Volgens de snaartheorie bestaat ons universum niet uit slechts vier, maar wel 10 dimensies, en volgens M-theorie zelfs uit 11! Hoe valt dit te rijmen met de wereld die we om ons heen zien, met slechts drie ruimtedimensies: lengte, breedte en hoogte, en één tijddimensie? Zoals al eerder uitgelegd in dit artikel van Damian van de Heisteeg, kunnen we de extra dimensies begrijpen als opgerolde dimensies. Voor een koorddanser lijkt het koord waar hij of zij overheen loopt ééndimensionaal: de koorddanser kan alleen naar voor of naar achter bewegen. Maar voor bijvoorbeeld een mier op het koord is het tweedimensionaal: zo’n mier kan ook om het koord heen, langs de onderkant. Dit is ook hoe vanuit de snaartheorie wordt gedacht over de missende dimensies: als ze heel klein en opgerold zijn, is er in het dagelijks leven weinig van te merken. Deze opgerolde extra dimensies zijn alleen relevant als we inzoomen tot de schaal van de opgerolde dimensie.

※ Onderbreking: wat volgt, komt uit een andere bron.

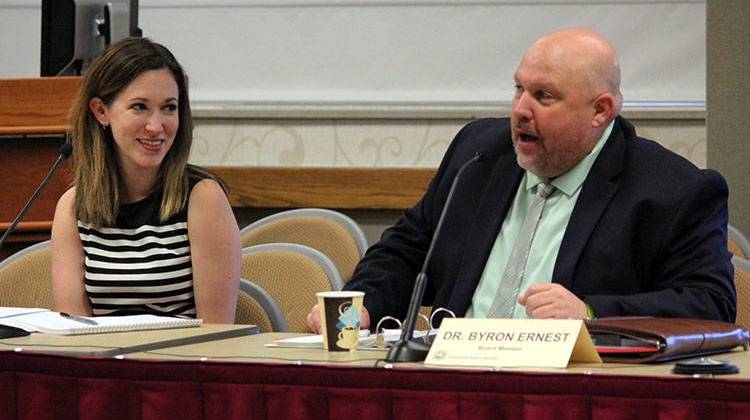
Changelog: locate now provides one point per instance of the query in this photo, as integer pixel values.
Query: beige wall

Afbeelding 2. Compactificatie. Het tweedimensionale oppervlak van het koord ziet er van veraf uit als een ééndimensionale lijn. Afbeelding: Alex Dunkel.
Stel nu dat we zwarte objecten bestuderen in niet vier maar in vijf dimensies. De Einsteinvergelijking heeft dan niet 9 maar 14 onafhankelijke componenten. Als we ervan uitgaan dat niets verandert als je je verplaatst in die extra dimensie, dan zijn we weer terug bij de 9 oorspronkelijke vierdimensionale Einsteinvergelijkingen, waarvan het zwarte gat de enige oplossing was.
Maar de vijfdimensionale ruimtetijd ziet er nu anders uit dan gewoon een zwart gat in vijf dimensies. Terug naar het voorbeeld van twee dimensies: stel je voor dat ergens op het koord een rode stip zit. Niets hangt af van de opgerolde dimensie, dus ingezoomd zal deze stip langs de extra dimensie een cirkel zijn geworden – zie afbeelding 3. Hetzelfde principe gaat op met ons vierdimensionale zwarte gat dat niet afhangt van de vijfde dimensie: in plaats van een zwart gat is het nu een zwarte ring geworden!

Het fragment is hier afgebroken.